During a lively discussion, attendees moved from the US situation to international dimensions. Andrew explained how the UN Single Convention on Narcotic Drugs came into being, and Jordan discussed how Vicente Sederberg advises international clients on compliance. They noted that the US demanded cannabis be proscribed under the Single Convention. Now, with states legalizing and decriminalizing cannabis, prohibition has fallen as a US priority, but remains proscribed by the treaty, leaving other member states with a quandary when considering legalization.
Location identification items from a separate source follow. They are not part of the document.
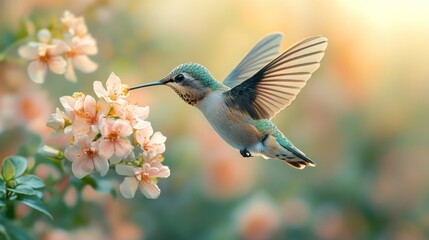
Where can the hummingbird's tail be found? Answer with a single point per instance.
(296, 159)
(281, 148)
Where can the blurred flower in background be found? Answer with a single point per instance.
(74, 42)
(362, 117)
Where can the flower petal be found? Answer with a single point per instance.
(128, 187)
(99, 90)
(37, 71)
(164, 172)
(125, 170)
(123, 128)
(57, 64)
(28, 51)
(150, 190)
(106, 148)
(82, 167)
(142, 135)
(103, 108)
(113, 83)
(101, 165)
(84, 64)
(70, 73)
(58, 48)
(123, 147)
(157, 138)
(90, 106)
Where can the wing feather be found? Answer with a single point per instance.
(263, 52)
(276, 85)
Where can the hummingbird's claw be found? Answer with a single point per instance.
(245, 153)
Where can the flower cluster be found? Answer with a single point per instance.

The event defined important areas for anthropological research and engagement as states and social movements end an era of cannabis prohibition. Several more US states will be voting on full legalization, including Nevada, California, Maine, Arizona, and Massachusetts, making 2016 an important year in US cannabis reform, The California initiative, in particular, will be important both nationally and internationally, given the state’s longterm role in marijuana advocacy and its economic position. Meanwhile, international cannabis reform is already underway. In October 2015, the Mexican Supreme Court ruled that marijuana prohibition was unconstitutional, leading the way for full legalization in Mexico. In December 2015, Canadian Prime Minister Justin Trudeau declared that recreational legalization is one of his Cabinet’s priorities. With full medical and recreational legalization looming on both borders, US presidential candidates are increasingly taking a stance.
These debates reflect the centrality of drug law and policy in maintaining social hierarchies, especially racialized and neocolonial inequalities. This is a pivotal period of change in national and international drug policy, alongside growing public awareness of how drug laws reproduce and enforce inequalities. As anthropologists, the rapidly changing cannabis debates are an important opportunity to understand the social life of law, and how state power constructs and reproduces persons and subjectivities. It is also an opportunity to engage our work with broader publics, and social movements advocating policy reforms to challenge inequalities and create new social, legal, and economic forms.
Jennifer Curtis is honorary fellow in social anthropology at the University of Edinburgh. She is a board member of the Association for Political and Legal Anthropology (APLA). Her ethnographic research in the US and Europe examines how grassroots social movements alter civil and human rights practices. She is completing a monograph on race, sexuality, and rights in red state America, based on fieldwork in Missouri, and pursuing a project on cannabis legalization in the US.
Rachel F. Giraudo is assistant professor of anthropology at the California State University, Northridge. She is a board member (and founding member) of the Anthropology of Tourism Interest Group (ATIG). Her research interests include indigeneity and identity politics in southern Africa, cultural heritage, tourism, and development. She is also pursuing projects on cannabis legalization and cannabis tourism in the US.